YTV
- Country: Botswana
- Broadcast area: Botswana

Ownership
- Owner: YMH Group

History
- Launched: 1988
- Former names: GBC TV (1988-2010) eBotswana (2010-2020)

Links
- Website: ytv.co.bw

= YTV (Botswanan TV channel) =

YTV is a Botswanan commercial television channel. The channel broadcasts general entertainment content. Throughout much of its life the channel was owned by foreigners, from launch to 2004 and again from 2007 to 2018.

==History==
The channel started broadcasting in 1988 as Gaborone Broadcasting Company (GBC), which in its beginnings was a small viewers' association paid by fees from a limited number of its viewers. There was much reluctance in its early years, especially due to its proximity with South Africa and the ease of receiving signals from that country. Up until the early 2000s, GBC was a closed-circuit television station with coverage limited exclusively to Gaborone. Entertainment content made up much of its offer, yet it also screened educational content, both foreign and national, the latter of which in accordance with the Botswanan Ministry of Education. The station produced the first Botswanan talk show, Dumela, in 1996. The six-episode programme tackled issues such as alcohol abuse, single parenting, fashion and other topics.

In August 2002, the station gained a full broadcasting licence, having also set up terrestrial transmitters in Francistown and Selebi-Phikwe.

With the closure of TVAfrica in 2003, the station was in limbo. New programmes were created to fill the gaps left by the former partner. In 2004, it aired the local drama series Flat 101 by production company Flave, after Botswana Television had rejected. After sixteen years under British control, the station was sold to local businessman Mike Klink.
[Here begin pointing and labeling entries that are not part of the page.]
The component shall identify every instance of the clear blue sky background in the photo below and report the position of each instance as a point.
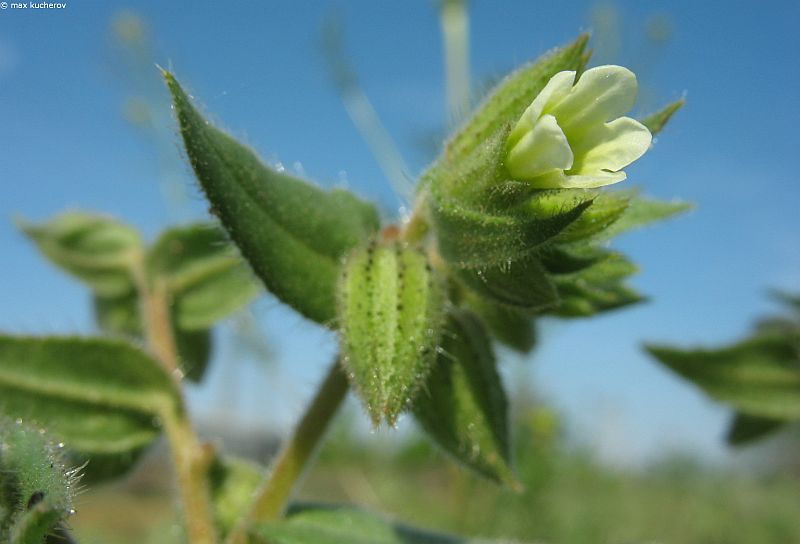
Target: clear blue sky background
(257, 69)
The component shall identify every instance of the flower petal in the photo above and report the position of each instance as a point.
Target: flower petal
(601, 94)
(612, 146)
(556, 89)
(540, 150)
(559, 180)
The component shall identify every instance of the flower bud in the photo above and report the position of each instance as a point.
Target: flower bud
(573, 136)
(390, 315)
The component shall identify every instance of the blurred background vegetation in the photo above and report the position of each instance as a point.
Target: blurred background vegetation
(570, 495)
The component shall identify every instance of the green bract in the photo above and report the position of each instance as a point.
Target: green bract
(572, 135)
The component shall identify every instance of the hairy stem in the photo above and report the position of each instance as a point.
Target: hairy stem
(190, 458)
(273, 495)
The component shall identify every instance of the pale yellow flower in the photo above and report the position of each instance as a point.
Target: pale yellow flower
(573, 135)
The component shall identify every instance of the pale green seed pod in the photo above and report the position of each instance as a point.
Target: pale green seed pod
(390, 319)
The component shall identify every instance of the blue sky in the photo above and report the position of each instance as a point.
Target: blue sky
(257, 69)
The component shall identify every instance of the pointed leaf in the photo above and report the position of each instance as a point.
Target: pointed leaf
(656, 122)
(759, 376)
(97, 250)
(292, 233)
(390, 313)
(471, 238)
(233, 483)
(100, 396)
(745, 428)
(463, 405)
(509, 326)
(204, 275)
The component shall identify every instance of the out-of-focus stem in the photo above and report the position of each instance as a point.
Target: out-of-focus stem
(274, 494)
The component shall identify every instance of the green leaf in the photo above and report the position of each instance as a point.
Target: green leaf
(100, 396)
(463, 405)
(745, 428)
(759, 376)
(513, 95)
(658, 120)
(97, 250)
(317, 524)
(509, 326)
(522, 284)
(204, 275)
(120, 316)
(292, 233)
(36, 487)
(390, 315)
(233, 482)
(471, 237)
(605, 210)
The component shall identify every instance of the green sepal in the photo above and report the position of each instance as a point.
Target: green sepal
(390, 316)
(745, 428)
(121, 316)
(463, 406)
(36, 487)
(510, 326)
(759, 376)
(606, 209)
(656, 122)
(95, 249)
(506, 103)
(292, 233)
(470, 237)
(643, 211)
(100, 396)
(522, 284)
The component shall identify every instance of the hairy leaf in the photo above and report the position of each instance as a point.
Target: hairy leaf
(513, 95)
(100, 396)
(121, 316)
(390, 313)
(318, 524)
(759, 376)
(522, 284)
(36, 487)
(470, 237)
(96, 249)
(292, 233)
(643, 211)
(745, 428)
(463, 406)
(510, 326)
(204, 275)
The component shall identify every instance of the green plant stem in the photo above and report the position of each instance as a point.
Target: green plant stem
(455, 33)
(191, 460)
(273, 495)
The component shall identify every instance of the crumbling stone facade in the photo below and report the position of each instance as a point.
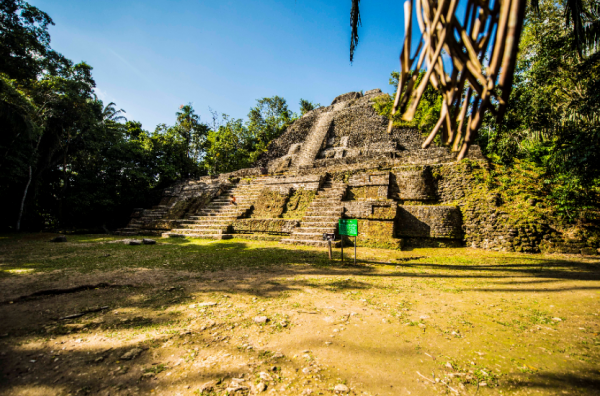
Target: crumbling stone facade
(339, 162)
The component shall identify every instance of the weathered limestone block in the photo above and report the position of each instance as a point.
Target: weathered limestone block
(375, 233)
(428, 221)
(307, 182)
(346, 97)
(190, 205)
(271, 202)
(368, 186)
(414, 185)
(267, 226)
(298, 202)
(373, 210)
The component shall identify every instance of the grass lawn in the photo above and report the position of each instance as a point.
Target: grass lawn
(201, 317)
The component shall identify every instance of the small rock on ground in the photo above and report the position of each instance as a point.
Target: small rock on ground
(341, 388)
(131, 354)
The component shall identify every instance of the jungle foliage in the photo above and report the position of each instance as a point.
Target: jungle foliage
(69, 160)
(553, 118)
The programming by 2003 consisted of a mix of SABC, BBC and other international content, as well as locally produced news bulletins and international sporting events. In 2004, it was received by 450,000 people, of which 160,000 were regular viewers.
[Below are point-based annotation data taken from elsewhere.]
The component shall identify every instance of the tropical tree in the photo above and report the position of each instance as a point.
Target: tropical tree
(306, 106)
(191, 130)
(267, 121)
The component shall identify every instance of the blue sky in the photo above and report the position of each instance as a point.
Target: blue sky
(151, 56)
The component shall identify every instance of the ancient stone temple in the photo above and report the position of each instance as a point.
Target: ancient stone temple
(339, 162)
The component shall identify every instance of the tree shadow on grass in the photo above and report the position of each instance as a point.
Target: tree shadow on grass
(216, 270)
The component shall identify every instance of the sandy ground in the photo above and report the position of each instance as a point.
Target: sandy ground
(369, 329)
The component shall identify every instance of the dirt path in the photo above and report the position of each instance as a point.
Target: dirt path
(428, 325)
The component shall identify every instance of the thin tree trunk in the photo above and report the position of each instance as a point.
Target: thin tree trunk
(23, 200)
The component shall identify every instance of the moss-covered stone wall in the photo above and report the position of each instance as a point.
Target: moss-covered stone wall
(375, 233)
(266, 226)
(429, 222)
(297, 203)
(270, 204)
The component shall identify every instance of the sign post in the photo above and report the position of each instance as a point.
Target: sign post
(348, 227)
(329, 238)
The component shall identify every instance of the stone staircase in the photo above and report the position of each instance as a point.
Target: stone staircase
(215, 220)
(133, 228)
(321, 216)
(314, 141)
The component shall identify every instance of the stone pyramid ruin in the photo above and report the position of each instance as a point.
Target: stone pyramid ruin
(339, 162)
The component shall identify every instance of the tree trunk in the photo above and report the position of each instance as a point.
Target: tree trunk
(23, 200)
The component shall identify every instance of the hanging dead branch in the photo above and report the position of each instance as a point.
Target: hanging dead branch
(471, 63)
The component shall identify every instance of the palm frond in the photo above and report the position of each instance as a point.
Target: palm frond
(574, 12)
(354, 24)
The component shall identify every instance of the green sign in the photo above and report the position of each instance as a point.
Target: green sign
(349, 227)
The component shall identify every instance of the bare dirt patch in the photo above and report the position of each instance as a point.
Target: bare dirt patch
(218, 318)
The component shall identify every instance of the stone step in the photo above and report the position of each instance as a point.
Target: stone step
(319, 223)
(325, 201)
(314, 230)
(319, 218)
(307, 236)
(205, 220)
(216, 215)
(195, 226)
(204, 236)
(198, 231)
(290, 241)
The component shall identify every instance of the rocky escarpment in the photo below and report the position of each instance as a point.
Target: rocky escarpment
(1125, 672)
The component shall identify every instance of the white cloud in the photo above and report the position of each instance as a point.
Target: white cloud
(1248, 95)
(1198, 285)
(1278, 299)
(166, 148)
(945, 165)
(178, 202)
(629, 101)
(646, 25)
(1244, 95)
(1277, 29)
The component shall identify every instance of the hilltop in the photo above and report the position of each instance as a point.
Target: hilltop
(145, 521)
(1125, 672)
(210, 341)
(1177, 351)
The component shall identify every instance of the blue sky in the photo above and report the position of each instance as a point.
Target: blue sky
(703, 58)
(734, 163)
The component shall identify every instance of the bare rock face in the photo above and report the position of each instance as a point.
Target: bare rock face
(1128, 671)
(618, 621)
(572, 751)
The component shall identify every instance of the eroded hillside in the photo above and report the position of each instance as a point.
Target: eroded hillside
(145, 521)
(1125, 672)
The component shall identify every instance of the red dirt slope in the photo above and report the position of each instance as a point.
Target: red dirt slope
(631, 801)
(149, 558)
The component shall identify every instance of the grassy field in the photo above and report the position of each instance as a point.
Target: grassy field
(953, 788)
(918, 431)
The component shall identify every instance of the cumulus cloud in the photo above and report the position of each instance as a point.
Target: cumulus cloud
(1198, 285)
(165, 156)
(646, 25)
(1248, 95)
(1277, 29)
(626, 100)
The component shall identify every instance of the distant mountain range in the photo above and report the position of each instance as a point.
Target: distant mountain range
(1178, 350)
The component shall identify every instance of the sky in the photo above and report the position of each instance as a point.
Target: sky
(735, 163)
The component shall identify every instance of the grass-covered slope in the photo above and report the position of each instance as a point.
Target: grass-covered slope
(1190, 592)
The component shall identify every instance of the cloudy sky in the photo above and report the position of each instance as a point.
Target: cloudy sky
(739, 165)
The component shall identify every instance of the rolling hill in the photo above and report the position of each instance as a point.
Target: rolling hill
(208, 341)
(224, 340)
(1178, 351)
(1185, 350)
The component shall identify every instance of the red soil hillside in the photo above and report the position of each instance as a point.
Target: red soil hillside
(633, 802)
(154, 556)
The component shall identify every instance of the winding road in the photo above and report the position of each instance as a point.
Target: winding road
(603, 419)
In September 2007, Sabido Investments, owner of e.tv in neighbouring South Africa, bought 49% of the channel's shares, aiming to go national at the long term. With the buyout, the station underwent through massive technical upgrades, ahead of a revamp initially slated for 1 May 2008. The new schedule started on 15 July.

In early 2010, the National Broadcasting Board approved the rename of the channel to eBotswana, to match the new part-owners, and pledged to introduce a new, improved programming offer, while still lacking a national license, which was described by the station's general manager David Coles as being a long process. The new name would be put to place as early as April.
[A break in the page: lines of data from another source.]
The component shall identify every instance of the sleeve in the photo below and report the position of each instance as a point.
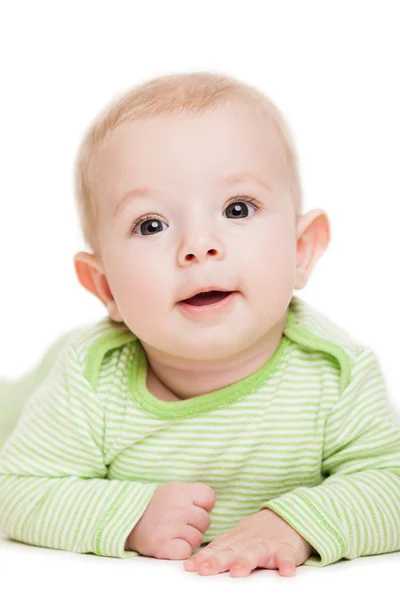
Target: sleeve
(54, 490)
(355, 511)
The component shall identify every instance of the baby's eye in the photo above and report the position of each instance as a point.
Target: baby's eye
(147, 226)
(237, 210)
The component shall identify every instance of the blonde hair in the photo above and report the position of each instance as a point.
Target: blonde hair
(167, 95)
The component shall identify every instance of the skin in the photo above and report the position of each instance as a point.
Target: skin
(265, 254)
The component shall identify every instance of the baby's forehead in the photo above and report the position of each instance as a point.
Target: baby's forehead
(242, 122)
(184, 148)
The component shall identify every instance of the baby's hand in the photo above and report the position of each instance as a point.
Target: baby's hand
(173, 524)
(260, 540)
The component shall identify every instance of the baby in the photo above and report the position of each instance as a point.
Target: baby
(211, 416)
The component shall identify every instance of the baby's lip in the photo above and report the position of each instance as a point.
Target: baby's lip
(210, 288)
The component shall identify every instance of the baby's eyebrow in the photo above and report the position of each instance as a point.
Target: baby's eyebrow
(227, 179)
(244, 177)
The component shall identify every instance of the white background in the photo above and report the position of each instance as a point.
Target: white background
(331, 67)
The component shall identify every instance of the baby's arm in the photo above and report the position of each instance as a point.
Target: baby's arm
(356, 510)
(54, 490)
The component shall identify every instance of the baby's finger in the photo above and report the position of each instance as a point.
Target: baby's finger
(286, 561)
(253, 557)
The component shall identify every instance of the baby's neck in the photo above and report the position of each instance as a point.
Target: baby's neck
(172, 383)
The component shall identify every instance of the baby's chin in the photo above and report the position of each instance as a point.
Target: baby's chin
(207, 349)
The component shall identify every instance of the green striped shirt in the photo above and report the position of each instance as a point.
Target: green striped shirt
(311, 435)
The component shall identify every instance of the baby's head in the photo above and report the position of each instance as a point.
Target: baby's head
(187, 182)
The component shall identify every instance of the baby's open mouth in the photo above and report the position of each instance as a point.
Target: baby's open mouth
(206, 298)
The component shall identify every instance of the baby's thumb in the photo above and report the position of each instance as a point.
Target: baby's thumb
(203, 496)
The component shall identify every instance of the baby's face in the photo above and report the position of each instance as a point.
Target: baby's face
(173, 220)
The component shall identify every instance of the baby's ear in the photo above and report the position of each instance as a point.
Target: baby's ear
(313, 237)
(91, 276)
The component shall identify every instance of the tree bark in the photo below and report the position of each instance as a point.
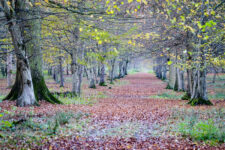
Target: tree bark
(112, 70)
(102, 75)
(61, 72)
(91, 78)
(9, 70)
(29, 86)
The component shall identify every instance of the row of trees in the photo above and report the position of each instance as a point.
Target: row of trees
(52, 33)
(195, 46)
(90, 37)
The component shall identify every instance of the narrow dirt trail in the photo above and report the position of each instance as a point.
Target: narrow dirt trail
(126, 119)
(129, 119)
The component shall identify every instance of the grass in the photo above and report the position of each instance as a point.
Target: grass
(200, 125)
(1, 97)
(217, 96)
(167, 95)
(133, 71)
(34, 131)
(78, 100)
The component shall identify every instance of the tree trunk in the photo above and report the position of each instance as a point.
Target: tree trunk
(25, 89)
(61, 72)
(121, 71)
(214, 75)
(172, 76)
(102, 75)
(22, 91)
(9, 70)
(180, 77)
(112, 70)
(91, 78)
(67, 69)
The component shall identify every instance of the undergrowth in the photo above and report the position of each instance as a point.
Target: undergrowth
(167, 95)
(33, 131)
(200, 125)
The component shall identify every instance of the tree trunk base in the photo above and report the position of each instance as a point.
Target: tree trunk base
(186, 96)
(199, 101)
(42, 93)
(92, 86)
(65, 94)
(169, 87)
(102, 84)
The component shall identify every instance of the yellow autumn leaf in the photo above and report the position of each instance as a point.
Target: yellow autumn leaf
(130, 1)
(199, 36)
(37, 3)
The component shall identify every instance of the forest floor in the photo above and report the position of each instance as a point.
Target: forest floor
(137, 112)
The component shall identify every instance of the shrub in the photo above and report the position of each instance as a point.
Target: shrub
(205, 130)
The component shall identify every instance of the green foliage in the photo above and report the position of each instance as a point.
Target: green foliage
(133, 71)
(185, 97)
(218, 96)
(63, 117)
(167, 95)
(196, 125)
(202, 130)
(199, 101)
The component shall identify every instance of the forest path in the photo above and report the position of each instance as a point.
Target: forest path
(125, 117)
(128, 119)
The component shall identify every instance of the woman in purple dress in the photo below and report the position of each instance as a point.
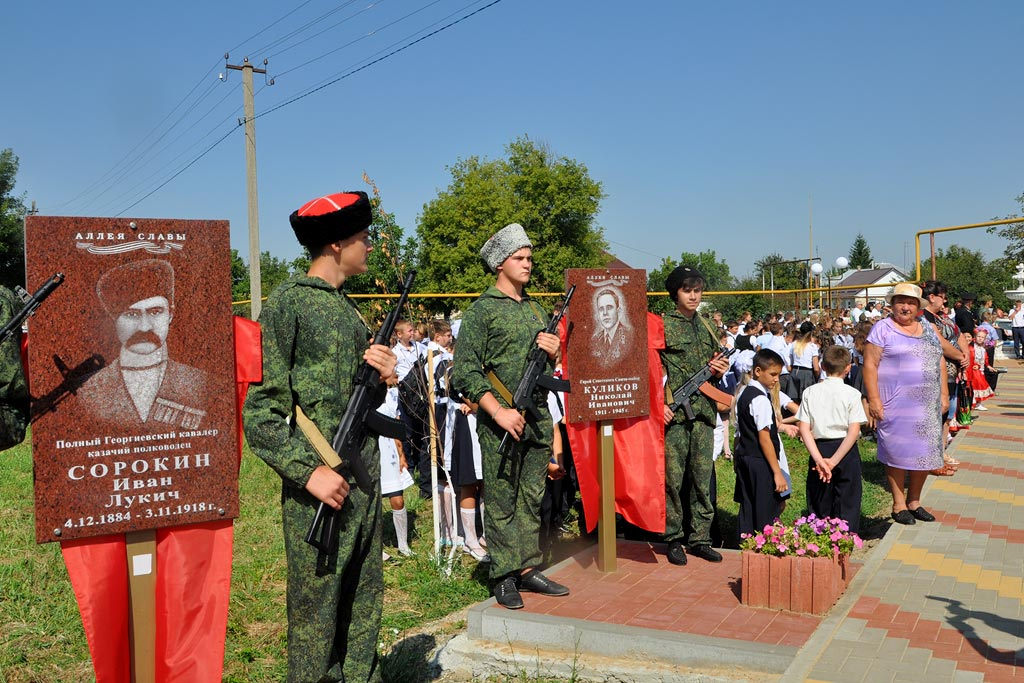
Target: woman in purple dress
(905, 381)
The new identity as eBotswana was introduced on 1 April 2010. In conjunction with the rename, both the transmitting network and the quality of its programming have improved. In order to increase its terrestrial coverage, it moved from the GBC-era transmitter at Kgale Hill to a new one at Gabane Hill. This enabled more areas adjacent to Gaborone to pick up the signal. The new programming, a mix of local content with South African and American imports, proved to be a hit with viewers. After the shutdown of illegal SABC satellite relays widely used by Botswanans on 30 June 2013, eBotswana signed a contract with the SABC (which was the parent company's competitor in South Africa) to legally air its soap operas, namely Generations and Muvhango.